The question is, how to address inequality in a manner that can keep growth going and attract investment? “And these do not have to be zero-sum games. South Africa has grown in inequality, every single year, for 24 years,” says Habib.

“The goal is about enabling inclusion, because if you enable inclusion, you address inequality. In every single research area, that should be a fundamental question: how do you enable inclusion? And how do you do it in a way that is sustainable, which means that it enables hope and it enables growth in society? It’s how do you do both?”

According to Habib, building democracy and inclusion requires thoughtful engagement, a quality that is missing from many of the public authorities and researchers.

Compromising future generations?
Habib believes transformation alone is not enough to build a modern research institution in South Africa. “Frankly, if I got transformation happening without increasing research output, without increasing graduate throughput, without stabilising finances, I haven’t done my job.”
Using public schools as an example, Habib says while transformation and access happened, the standard of education is so poor that some black parents, who “might go on about toxicity and the politics of whiteness,” are sending their children to private schools and former model C schools.

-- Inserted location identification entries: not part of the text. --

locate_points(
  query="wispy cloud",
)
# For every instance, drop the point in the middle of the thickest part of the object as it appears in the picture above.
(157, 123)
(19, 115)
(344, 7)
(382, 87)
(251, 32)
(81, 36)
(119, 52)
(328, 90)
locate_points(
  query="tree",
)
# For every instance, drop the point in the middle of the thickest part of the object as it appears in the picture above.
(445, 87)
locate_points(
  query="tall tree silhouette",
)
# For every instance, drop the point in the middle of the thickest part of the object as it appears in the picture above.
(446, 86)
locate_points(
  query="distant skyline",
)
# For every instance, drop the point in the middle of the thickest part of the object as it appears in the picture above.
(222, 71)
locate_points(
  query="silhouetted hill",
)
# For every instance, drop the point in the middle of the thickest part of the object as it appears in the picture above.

“In public schools, we have changed the colour, but give them a [poor] education. We haven’t addressed inequality; we’ve just reinforced it. So, how do you fulfil your mandate while transforming? That dilemma is the fundamental question that should be at the heart of all of our research today, when we’re talking about schooling, about education, about health, about economic policy, about how to build institutions. How do you make those trade-offs? What are the balances to be struck? What is the balance today? What will the balance be five years from now? What is the role of social struggle in enabling that balance? Those are the hard questions that have to be confronted in the social sciences and that we very rarely tackle, exactly because they’re hard questions. Instead, we revert to formulaic answers, and that’s why we grapple with the legitimacy of social sciences today.”